Get a whiff of London’s fatberg as it goes on display in London museum
London’s 130 tonne fatberg, which was plucked from the British capital’s Victorian sewers last year, has been preserved and put on display. Now visitors can get up close and personal with the monstrosity at the Museum of London.
Curator Vyki Sparkes said she has been hoping for a fatberg for a number of years to preserve for the museum.
“Nobody has ever tried to preserve a fatberg before – they normally just take them out and destroy them,” she told Wired.
So when the disgusting vast sewer blockage, made up of congealed cooking oils, baby wipes, condoms and other rubbish, was found under the streets of Whitechapel, Sparkes knew this was her chance.
It took Thames Water nine weeks-worth of hacking at the terrible mass, which weighs as much as 11 double decker busses, before they were able to suck a chunk through a manhole cover and pop it into a quarantined area.
That is where the foul mess dried for seven weeks, hardening into a shoebox-sized bit of sewage. It was then placed into two perspex viewing boxes. The exhibition – called ‘Fatberg!’ – opens Friday.

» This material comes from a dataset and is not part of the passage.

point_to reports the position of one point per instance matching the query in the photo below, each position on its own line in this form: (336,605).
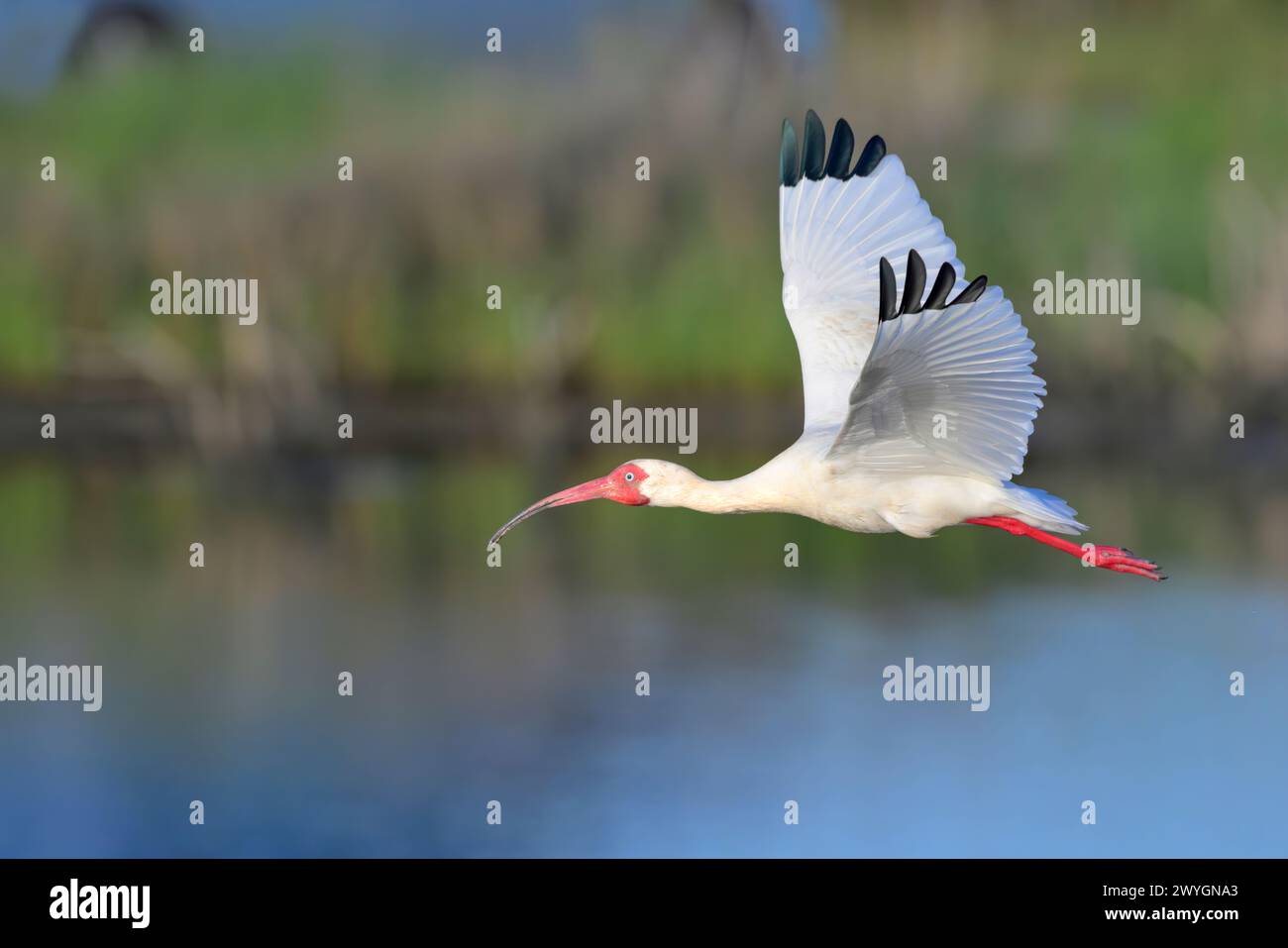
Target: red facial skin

We've shown you what happens when fat & wipes go down the drain. We've asked you to bin it. But do you know how? Watch this space! #FatTrappic.twitter.com/cLq7GkWYhN
— Thames Water (@thameswater) September 11, 2017
“This is a live experiment basically. It’s its own little microworld,” Sparkes said.
But why put the blob on display at all? Sparkes said there is a lot learn about modern life through the fatberg, considering everything that ended up in it was flushed or thrown away by a Londoner to begin with.

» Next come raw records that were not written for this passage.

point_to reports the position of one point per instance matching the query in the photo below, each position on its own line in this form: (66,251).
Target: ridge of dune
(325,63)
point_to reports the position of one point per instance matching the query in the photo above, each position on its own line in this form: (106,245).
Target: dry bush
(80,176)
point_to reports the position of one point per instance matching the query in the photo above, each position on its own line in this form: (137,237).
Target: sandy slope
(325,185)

“It’s got that play-off between fascination and disgust,” she said.
“For me it sums up the power of an object, you can really start a difficult conversation by putting something on display.”
There is concern the mass will disintegrate with time. A second chunk of the Whitechapel fatberg obtained by the London Museum broke apart after it was dried.
Sparkes worries the remaining lump won’t survive the full five month exhibition.
“At the back of my mind I still have a slight concern that it will turn into a massive bundle of flies or a pile of dust,” she said.
See the only remaining piece of the Whitechapel fatberg at the Museum of London’s exhibit when it opens February 9.